Be mindful of your basic needs. In recovery circles we refer to this as HALT
Making sure you eat and sleep right, that you surround yourself with sober friends, and that you deal with your resentments.
It’s absolutely essential that you take care of yourself. It’s not always rigorous psychotherapy delving into the dark recesses of your past.
Most of the time, it’s merely taking care of yourself in the present. If you are not in fit condition you’ll simply lack the capacity to yield fruit from psychotherapy.
Alcoholics and addicts are some of the most talented, resourceful, and brilliant people I’ve ever known.
Most have a history of music, art, carpentry, athleticism, fishing, hiking, etc.
However, these things have fallen by the wayside and booze has taken their place.
Well, it’s time to re-ignite the fire; it’s time to push the acceleration to the floor and burn some rubber.
Get back out there doing what you love.
There are only 24 hours in a day. That means that if you live to 80 years old you’ll only have lived
If you’re not doing what you love, then it’s logic that you’re depressed.
Sure you might retort, “but I love to trick.”
But that’s a negative ghost rider, you like what the drink enables you to do and to be.
Get out there and do it alcohol free.
I have one question: are you going to let shame win or life win?
Keep A Schedule
Be very diligent about what you do.
Create a schedule and follow it religiously.
Pencil in outpatient, counseling, meditation, a meeting, time with your coach or sponsor, etc.
Involvement is HUGE.
Volunteer somewhere, soup kitchen, clothing closet, a homeless shelter. Get busy contributing to your community, I can assure you that there is nothing more rewarding.
Set the time and get it done.
The schedule helps keep you accountable.
Accountability affirms true identity so you can live to your maximum potential.
Additionally, the schedule keeps you busy. Not avoidance busy like some folks do, they work 80 hours a week so they don’t drink.
Unfortunately, that will end is disaster.
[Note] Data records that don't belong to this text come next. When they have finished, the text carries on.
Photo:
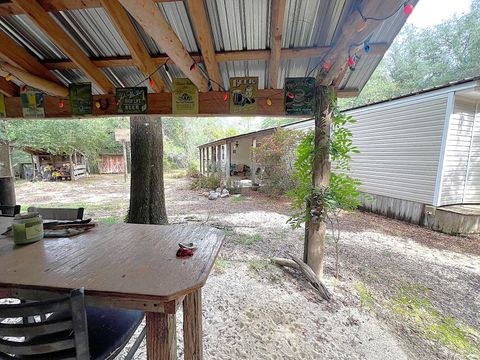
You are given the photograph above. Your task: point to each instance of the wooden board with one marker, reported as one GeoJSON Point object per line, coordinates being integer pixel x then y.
{"type": "Point", "coordinates": [128, 261]}
{"type": "Point", "coordinates": [210, 103]}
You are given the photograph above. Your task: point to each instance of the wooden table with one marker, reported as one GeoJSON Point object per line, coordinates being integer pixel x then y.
{"type": "Point", "coordinates": [121, 265]}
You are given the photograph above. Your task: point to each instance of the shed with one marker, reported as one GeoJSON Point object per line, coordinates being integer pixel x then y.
{"type": "Point", "coordinates": [111, 164]}
{"type": "Point", "coordinates": [49, 165]}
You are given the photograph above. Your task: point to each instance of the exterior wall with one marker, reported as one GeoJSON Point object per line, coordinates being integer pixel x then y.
{"type": "Point", "coordinates": [400, 143]}
{"type": "Point", "coordinates": [461, 174]}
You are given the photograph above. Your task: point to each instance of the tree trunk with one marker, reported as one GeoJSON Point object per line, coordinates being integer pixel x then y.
{"type": "Point", "coordinates": [147, 195]}
{"type": "Point", "coordinates": [316, 227]}
{"type": "Point", "coordinates": [7, 178]}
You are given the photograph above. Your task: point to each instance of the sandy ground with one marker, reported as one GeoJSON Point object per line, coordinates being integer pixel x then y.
{"type": "Point", "coordinates": [404, 292]}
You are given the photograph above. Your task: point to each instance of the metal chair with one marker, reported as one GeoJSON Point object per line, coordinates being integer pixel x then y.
{"type": "Point", "coordinates": [59, 213]}
{"type": "Point", "coordinates": [71, 331]}
{"type": "Point", "coordinates": [9, 210]}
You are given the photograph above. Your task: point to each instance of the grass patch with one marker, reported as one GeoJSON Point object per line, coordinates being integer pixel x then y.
{"type": "Point", "coordinates": [110, 220]}
{"type": "Point", "coordinates": [258, 265]}
{"type": "Point", "coordinates": [220, 265]}
{"type": "Point", "coordinates": [366, 298]}
{"type": "Point", "coordinates": [239, 198]}
{"type": "Point", "coordinates": [411, 302]}
{"type": "Point", "coordinates": [249, 239]}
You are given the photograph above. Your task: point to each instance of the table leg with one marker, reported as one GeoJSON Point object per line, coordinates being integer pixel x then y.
{"type": "Point", "coordinates": [192, 326]}
{"type": "Point", "coordinates": [161, 336]}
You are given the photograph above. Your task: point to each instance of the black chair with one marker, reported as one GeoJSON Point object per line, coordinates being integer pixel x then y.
{"type": "Point", "coordinates": [71, 331]}
{"type": "Point", "coordinates": [9, 210]}
{"type": "Point", "coordinates": [59, 213]}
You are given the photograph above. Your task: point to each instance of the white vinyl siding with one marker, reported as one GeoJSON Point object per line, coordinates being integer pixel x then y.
{"type": "Point", "coordinates": [399, 144]}
{"type": "Point", "coordinates": [472, 186]}
{"type": "Point", "coordinates": [457, 152]}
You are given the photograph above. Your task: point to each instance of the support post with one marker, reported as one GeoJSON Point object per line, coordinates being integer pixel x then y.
{"type": "Point", "coordinates": [228, 149]}
{"type": "Point", "coordinates": [7, 178]}
{"type": "Point", "coordinates": [254, 161]}
{"type": "Point", "coordinates": [125, 171]}
{"type": "Point", "coordinates": [161, 336]}
{"type": "Point", "coordinates": [316, 226]}
{"type": "Point", "coordinates": [72, 170]}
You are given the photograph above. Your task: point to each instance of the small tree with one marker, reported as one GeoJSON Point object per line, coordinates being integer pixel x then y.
{"type": "Point", "coordinates": [276, 157]}
{"type": "Point", "coordinates": [342, 194]}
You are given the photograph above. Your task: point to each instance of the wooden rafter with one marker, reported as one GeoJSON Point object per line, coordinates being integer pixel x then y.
{"type": "Point", "coordinates": [337, 58]}
{"type": "Point", "coordinates": [37, 82]}
{"type": "Point", "coordinates": [140, 56]}
{"type": "Point", "coordinates": [199, 17]}
{"type": "Point", "coordinates": [154, 23]}
{"type": "Point", "coordinates": [46, 23]}
{"type": "Point", "coordinates": [309, 52]}
{"type": "Point", "coordinates": [16, 55]}
{"type": "Point", "coordinates": [8, 88]}
{"type": "Point", "coordinates": [278, 14]}
{"type": "Point", "coordinates": [9, 8]}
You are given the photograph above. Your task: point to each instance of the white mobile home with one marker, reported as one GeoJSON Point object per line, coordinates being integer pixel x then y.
{"type": "Point", "coordinates": [420, 156]}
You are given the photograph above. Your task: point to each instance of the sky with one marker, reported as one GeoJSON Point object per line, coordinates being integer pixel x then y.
{"type": "Point", "coordinates": [432, 12]}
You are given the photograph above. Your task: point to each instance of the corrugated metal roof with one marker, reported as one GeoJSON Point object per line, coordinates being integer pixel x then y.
{"type": "Point", "coordinates": [236, 25]}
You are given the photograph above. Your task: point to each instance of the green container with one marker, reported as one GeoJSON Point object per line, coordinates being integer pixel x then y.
{"type": "Point", "coordinates": [27, 228]}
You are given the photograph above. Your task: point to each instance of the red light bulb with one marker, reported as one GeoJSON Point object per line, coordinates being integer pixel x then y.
{"type": "Point", "coordinates": [408, 9]}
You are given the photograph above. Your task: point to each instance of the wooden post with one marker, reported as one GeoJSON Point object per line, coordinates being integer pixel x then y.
{"type": "Point", "coordinates": [316, 227]}
{"type": "Point", "coordinates": [161, 336]}
{"type": "Point", "coordinates": [254, 161]}
{"type": "Point", "coordinates": [7, 178]}
{"type": "Point", "coordinates": [72, 170]}
{"type": "Point", "coordinates": [125, 171]}
{"type": "Point", "coordinates": [228, 149]}
{"type": "Point", "coordinates": [192, 326]}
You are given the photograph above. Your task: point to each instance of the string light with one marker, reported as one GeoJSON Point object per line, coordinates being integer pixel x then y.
{"type": "Point", "coordinates": [366, 46]}
{"type": "Point", "coordinates": [408, 8]}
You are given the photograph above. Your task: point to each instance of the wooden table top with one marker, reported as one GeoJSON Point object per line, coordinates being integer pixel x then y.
{"type": "Point", "coordinates": [131, 260]}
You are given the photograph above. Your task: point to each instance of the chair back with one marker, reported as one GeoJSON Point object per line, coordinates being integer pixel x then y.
{"type": "Point", "coordinates": [59, 213]}
{"type": "Point", "coordinates": [63, 338]}
{"type": "Point", "coordinates": [9, 210]}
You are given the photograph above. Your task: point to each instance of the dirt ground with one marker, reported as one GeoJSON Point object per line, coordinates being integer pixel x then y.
{"type": "Point", "coordinates": [405, 292]}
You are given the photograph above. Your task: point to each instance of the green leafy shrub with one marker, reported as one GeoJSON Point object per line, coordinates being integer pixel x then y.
{"type": "Point", "coordinates": [210, 182]}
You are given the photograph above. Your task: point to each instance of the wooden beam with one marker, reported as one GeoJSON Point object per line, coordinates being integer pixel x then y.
{"type": "Point", "coordinates": [225, 56]}
{"type": "Point", "coordinates": [210, 104]}
{"type": "Point", "coordinates": [16, 55]}
{"type": "Point", "coordinates": [8, 88]}
{"type": "Point", "coordinates": [8, 8]}
{"type": "Point", "coordinates": [278, 14]}
{"type": "Point", "coordinates": [154, 23]}
{"type": "Point", "coordinates": [338, 57]}
{"type": "Point", "coordinates": [141, 57]}
{"type": "Point", "coordinates": [201, 24]}
{"type": "Point", "coordinates": [46, 23]}
{"type": "Point", "coordinates": [37, 82]}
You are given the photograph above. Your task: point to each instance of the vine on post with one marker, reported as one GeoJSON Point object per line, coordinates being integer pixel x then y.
{"type": "Point", "coordinates": [326, 203]}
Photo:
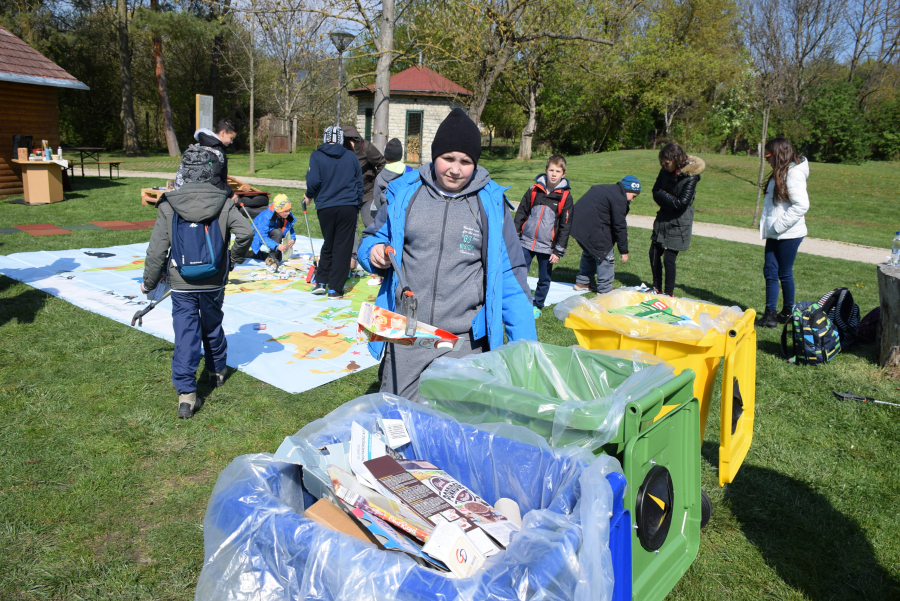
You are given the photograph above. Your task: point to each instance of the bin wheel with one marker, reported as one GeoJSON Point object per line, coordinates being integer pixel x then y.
{"type": "Point", "coordinates": [705, 509]}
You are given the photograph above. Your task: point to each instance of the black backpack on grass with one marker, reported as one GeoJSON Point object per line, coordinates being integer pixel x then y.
{"type": "Point", "coordinates": [843, 313]}
{"type": "Point", "coordinates": [809, 337]}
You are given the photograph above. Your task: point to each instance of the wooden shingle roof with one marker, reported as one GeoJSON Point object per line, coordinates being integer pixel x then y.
{"type": "Point", "coordinates": [20, 63]}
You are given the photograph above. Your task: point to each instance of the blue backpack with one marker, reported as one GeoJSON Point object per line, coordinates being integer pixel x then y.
{"type": "Point", "coordinates": [197, 248]}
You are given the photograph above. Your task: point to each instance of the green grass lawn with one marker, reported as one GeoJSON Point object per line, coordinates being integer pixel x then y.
{"type": "Point", "coordinates": [850, 203]}
{"type": "Point", "coordinates": [103, 490]}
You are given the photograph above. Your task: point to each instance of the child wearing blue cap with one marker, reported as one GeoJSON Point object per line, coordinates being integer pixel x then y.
{"type": "Point", "coordinates": [598, 225]}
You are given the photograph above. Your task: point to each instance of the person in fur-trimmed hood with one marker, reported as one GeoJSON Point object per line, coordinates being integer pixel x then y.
{"type": "Point", "coordinates": [543, 221]}
{"type": "Point", "coordinates": [674, 192]}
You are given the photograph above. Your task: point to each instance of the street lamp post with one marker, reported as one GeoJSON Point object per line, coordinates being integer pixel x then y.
{"type": "Point", "coordinates": [341, 40]}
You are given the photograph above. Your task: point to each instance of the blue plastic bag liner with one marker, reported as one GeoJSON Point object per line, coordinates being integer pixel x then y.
{"type": "Point", "coordinates": [570, 396]}
{"type": "Point", "coordinates": [260, 546]}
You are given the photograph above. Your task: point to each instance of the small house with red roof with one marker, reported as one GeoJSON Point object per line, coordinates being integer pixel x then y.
{"type": "Point", "coordinates": [29, 103]}
{"type": "Point", "coordinates": [420, 100]}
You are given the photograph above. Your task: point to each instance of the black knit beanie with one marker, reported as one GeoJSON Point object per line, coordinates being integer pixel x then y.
{"type": "Point", "coordinates": [457, 133]}
{"type": "Point", "coordinates": [393, 152]}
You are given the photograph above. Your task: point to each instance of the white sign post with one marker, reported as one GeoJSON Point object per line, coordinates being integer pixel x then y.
{"type": "Point", "coordinates": [204, 111]}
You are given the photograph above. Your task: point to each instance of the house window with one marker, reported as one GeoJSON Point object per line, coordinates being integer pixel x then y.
{"type": "Point", "coordinates": [414, 123]}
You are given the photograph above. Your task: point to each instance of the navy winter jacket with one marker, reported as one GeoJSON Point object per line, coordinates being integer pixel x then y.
{"type": "Point", "coordinates": [334, 178]}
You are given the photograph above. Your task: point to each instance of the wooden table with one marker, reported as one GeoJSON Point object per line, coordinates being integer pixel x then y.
{"type": "Point", "coordinates": [42, 181]}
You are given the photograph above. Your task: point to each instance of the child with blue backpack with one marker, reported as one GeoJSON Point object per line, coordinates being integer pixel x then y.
{"type": "Point", "coordinates": [276, 223]}
{"type": "Point", "coordinates": [189, 245]}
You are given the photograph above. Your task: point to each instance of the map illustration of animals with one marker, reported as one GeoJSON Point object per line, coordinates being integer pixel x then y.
{"type": "Point", "coordinates": [277, 330]}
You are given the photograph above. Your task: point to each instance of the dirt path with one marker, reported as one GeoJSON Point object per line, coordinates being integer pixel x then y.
{"type": "Point", "coordinates": [811, 246]}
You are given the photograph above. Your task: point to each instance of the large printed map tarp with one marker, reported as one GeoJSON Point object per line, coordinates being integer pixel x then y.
{"type": "Point", "coordinates": [308, 340]}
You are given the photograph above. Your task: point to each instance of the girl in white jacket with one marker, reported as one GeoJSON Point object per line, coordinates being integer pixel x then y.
{"type": "Point", "coordinates": [782, 226]}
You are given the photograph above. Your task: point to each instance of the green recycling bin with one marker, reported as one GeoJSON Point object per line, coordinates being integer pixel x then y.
{"type": "Point", "coordinates": [604, 401]}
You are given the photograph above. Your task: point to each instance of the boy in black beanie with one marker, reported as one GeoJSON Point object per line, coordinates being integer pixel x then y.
{"type": "Point", "coordinates": [459, 252]}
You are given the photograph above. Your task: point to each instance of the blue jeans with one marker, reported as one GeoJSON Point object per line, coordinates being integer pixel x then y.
{"type": "Point", "coordinates": [545, 270]}
{"type": "Point", "coordinates": [197, 321]}
{"type": "Point", "coordinates": [779, 267]}
{"type": "Point", "coordinates": [605, 269]}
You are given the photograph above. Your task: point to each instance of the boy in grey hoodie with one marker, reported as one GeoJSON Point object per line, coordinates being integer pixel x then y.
{"type": "Point", "coordinates": [458, 251]}
{"type": "Point", "coordinates": [196, 304]}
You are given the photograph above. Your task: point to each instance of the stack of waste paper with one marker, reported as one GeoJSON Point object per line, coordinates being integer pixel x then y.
{"type": "Point", "coordinates": [409, 506]}
{"type": "Point", "coordinates": [384, 499]}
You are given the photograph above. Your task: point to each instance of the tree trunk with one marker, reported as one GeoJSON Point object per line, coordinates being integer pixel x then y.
{"type": "Point", "coordinates": [130, 143]}
{"type": "Point", "coordinates": [482, 88]}
{"type": "Point", "coordinates": [171, 139]}
{"type": "Point", "coordinates": [762, 165]}
{"type": "Point", "coordinates": [530, 125]}
{"type": "Point", "coordinates": [252, 91]}
{"type": "Point", "coordinates": [381, 112]}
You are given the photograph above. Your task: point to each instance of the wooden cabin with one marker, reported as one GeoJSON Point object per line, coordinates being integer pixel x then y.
{"type": "Point", "coordinates": [29, 104]}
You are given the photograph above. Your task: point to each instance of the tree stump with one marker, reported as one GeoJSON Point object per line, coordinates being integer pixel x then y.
{"type": "Point", "coordinates": [889, 327]}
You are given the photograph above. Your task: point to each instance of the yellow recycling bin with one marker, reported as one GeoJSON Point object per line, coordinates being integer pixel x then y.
{"type": "Point", "coordinates": [716, 334]}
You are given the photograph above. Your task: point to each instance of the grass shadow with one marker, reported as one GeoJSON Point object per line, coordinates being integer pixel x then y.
{"type": "Point", "coordinates": [709, 296]}
{"type": "Point", "coordinates": [812, 546]}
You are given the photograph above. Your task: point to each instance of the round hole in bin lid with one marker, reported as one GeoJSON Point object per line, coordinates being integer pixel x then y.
{"type": "Point", "coordinates": [653, 509]}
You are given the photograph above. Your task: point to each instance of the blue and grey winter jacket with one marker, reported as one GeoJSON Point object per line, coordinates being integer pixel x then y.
{"type": "Point", "coordinates": [506, 302]}
{"type": "Point", "coordinates": [267, 221]}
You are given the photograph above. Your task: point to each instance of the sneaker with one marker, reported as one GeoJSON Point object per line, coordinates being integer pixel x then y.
{"type": "Point", "coordinates": [768, 320]}
{"type": "Point", "coordinates": [188, 405]}
{"type": "Point", "coordinates": [217, 379]}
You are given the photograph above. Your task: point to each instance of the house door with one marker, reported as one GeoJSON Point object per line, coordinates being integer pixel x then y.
{"type": "Point", "coordinates": [414, 136]}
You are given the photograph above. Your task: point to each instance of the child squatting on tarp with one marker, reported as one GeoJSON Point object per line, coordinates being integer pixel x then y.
{"type": "Point", "coordinates": [459, 252]}
{"type": "Point", "coordinates": [276, 223]}
{"type": "Point", "coordinates": [192, 221]}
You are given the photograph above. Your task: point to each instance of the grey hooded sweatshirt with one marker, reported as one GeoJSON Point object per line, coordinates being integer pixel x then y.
{"type": "Point", "coordinates": [195, 202]}
{"type": "Point", "coordinates": [443, 264]}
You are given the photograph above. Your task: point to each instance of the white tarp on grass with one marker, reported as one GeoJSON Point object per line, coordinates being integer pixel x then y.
{"type": "Point", "coordinates": [307, 341]}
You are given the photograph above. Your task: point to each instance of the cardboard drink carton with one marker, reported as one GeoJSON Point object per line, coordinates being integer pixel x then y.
{"type": "Point", "coordinates": [380, 325]}
{"type": "Point", "coordinates": [464, 500]}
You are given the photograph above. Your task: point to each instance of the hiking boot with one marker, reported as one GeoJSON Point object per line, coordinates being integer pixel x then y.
{"type": "Point", "coordinates": [188, 404]}
{"type": "Point", "coordinates": [217, 379]}
{"type": "Point", "coordinates": [768, 320]}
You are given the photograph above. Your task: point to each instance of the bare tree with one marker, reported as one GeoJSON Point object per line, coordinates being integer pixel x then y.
{"type": "Point", "coordinates": [171, 139]}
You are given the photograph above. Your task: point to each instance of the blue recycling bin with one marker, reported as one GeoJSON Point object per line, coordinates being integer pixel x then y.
{"type": "Point", "coordinates": [260, 546]}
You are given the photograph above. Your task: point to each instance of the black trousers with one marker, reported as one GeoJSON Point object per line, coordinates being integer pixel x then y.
{"type": "Point", "coordinates": [338, 229]}
{"type": "Point", "coordinates": [659, 257]}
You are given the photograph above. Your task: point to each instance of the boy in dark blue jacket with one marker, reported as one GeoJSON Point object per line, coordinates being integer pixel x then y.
{"type": "Point", "coordinates": [334, 182]}
{"type": "Point", "coordinates": [543, 220]}
{"type": "Point", "coordinates": [277, 225]}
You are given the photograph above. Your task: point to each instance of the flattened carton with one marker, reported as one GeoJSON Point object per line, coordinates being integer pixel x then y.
{"type": "Point", "coordinates": [380, 325]}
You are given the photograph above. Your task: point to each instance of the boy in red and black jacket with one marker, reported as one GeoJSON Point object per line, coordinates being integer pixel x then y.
{"type": "Point", "coordinates": [543, 221]}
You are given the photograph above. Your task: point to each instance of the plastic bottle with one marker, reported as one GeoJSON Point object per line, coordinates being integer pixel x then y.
{"type": "Point", "coordinates": [895, 250]}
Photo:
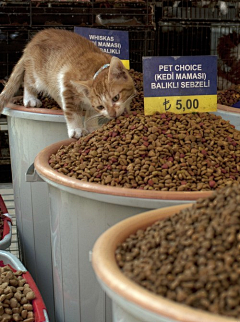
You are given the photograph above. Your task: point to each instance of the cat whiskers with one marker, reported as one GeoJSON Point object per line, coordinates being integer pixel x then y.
{"type": "Point", "coordinates": [130, 97]}
{"type": "Point", "coordinates": [93, 122]}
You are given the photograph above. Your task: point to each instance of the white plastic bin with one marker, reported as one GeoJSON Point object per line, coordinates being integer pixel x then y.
{"type": "Point", "coordinates": [80, 212]}
{"type": "Point", "coordinates": [5, 241]}
{"type": "Point", "coordinates": [30, 130]}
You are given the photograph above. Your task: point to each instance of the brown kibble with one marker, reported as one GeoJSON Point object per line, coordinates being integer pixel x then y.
{"type": "Point", "coordinates": [191, 257]}
{"type": "Point", "coordinates": [153, 147]}
{"type": "Point", "coordinates": [30, 296]}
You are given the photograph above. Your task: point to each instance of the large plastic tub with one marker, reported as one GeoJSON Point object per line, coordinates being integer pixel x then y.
{"type": "Point", "coordinates": [30, 130]}
{"type": "Point", "coordinates": [39, 308]}
{"type": "Point", "coordinates": [80, 212]}
{"type": "Point", "coordinates": [5, 241]}
{"type": "Point", "coordinates": [131, 302]}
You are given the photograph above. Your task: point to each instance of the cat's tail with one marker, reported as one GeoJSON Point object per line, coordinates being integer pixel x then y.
{"type": "Point", "coordinates": [13, 84]}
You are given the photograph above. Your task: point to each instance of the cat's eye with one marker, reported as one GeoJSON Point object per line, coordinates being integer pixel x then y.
{"type": "Point", "coordinates": [115, 98]}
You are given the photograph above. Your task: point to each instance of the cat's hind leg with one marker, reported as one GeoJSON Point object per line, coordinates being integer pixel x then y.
{"type": "Point", "coordinates": [31, 90]}
{"type": "Point", "coordinates": [74, 120]}
{"type": "Point", "coordinates": [30, 97]}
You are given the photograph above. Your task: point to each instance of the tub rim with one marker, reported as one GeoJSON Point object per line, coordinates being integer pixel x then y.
{"type": "Point", "coordinates": [110, 275]}
{"type": "Point", "coordinates": [44, 170]}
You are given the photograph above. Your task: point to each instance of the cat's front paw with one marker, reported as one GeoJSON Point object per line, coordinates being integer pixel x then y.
{"type": "Point", "coordinates": [32, 102]}
{"type": "Point", "coordinates": [77, 133]}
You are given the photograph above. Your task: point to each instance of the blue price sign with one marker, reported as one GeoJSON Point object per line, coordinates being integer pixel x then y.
{"type": "Point", "coordinates": [182, 84]}
{"type": "Point", "coordinates": [112, 42]}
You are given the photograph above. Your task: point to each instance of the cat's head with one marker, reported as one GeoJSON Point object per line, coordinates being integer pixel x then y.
{"type": "Point", "coordinates": [110, 93]}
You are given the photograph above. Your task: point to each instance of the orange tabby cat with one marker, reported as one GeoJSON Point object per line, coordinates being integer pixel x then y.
{"type": "Point", "coordinates": [74, 72]}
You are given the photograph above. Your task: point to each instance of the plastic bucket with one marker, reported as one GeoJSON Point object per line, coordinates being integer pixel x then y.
{"type": "Point", "coordinates": [30, 130]}
{"type": "Point", "coordinates": [80, 212]}
{"type": "Point", "coordinates": [131, 302]}
{"type": "Point", "coordinates": [5, 241]}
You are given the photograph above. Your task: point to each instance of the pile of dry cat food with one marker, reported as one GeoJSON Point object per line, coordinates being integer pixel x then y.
{"type": "Point", "coordinates": [230, 96]}
{"type": "Point", "coordinates": [191, 257]}
{"type": "Point", "coordinates": [168, 152]}
{"type": "Point", "coordinates": [16, 297]}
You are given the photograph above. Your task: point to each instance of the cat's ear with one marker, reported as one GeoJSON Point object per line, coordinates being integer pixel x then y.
{"type": "Point", "coordinates": [81, 86]}
{"type": "Point", "coordinates": [117, 71]}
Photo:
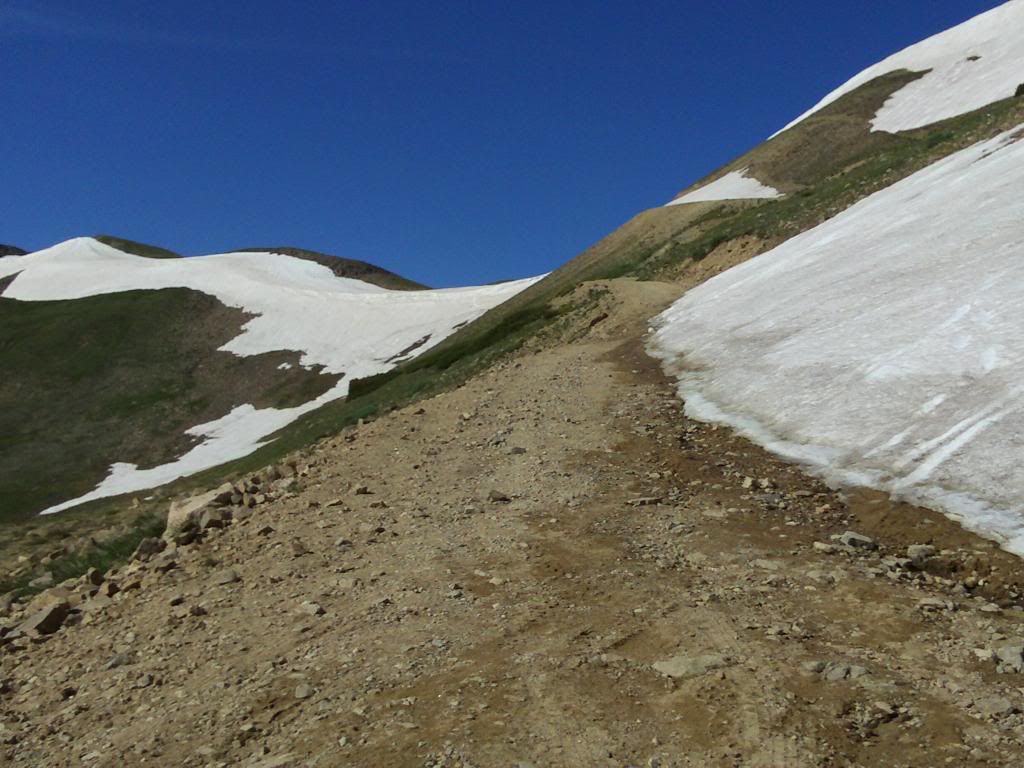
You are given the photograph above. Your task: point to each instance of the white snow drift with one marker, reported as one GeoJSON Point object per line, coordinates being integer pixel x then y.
{"type": "Point", "coordinates": [346, 326]}
{"type": "Point", "coordinates": [733, 185]}
{"type": "Point", "coordinates": [970, 66]}
{"type": "Point", "coordinates": [886, 345]}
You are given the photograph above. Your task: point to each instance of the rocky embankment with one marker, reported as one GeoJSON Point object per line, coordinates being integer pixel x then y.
{"type": "Point", "coordinates": [548, 566]}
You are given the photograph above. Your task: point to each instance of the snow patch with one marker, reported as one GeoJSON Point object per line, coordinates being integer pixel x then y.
{"type": "Point", "coordinates": [886, 346]}
{"type": "Point", "coordinates": [346, 326]}
{"type": "Point", "coordinates": [968, 67]}
{"type": "Point", "coordinates": [733, 185]}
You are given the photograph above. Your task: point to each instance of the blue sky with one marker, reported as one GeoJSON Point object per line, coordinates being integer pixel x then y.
{"type": "Point", "coordinates": [456, 142]}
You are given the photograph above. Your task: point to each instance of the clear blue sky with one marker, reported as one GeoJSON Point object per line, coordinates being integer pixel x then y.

You cannot avoid your problems.
Instead, you become very intentional about what you are trying to accomplish and set those SMART goals to achieve them.
We aren’t avoiding life, rather we are challenging it head on.
Begin With The End In Mind
Vision is the keyword here.
I’ve heard it said that where there is vision there is provision.
Mentally rehearse what your day will look like. Play it over and over.
You’re trying to build a new life.
The vision will inspire you, motivate you, and help you endure.
I suggest you create a mission statement and put it somewhere that you read it daily – an index card in the pocket works!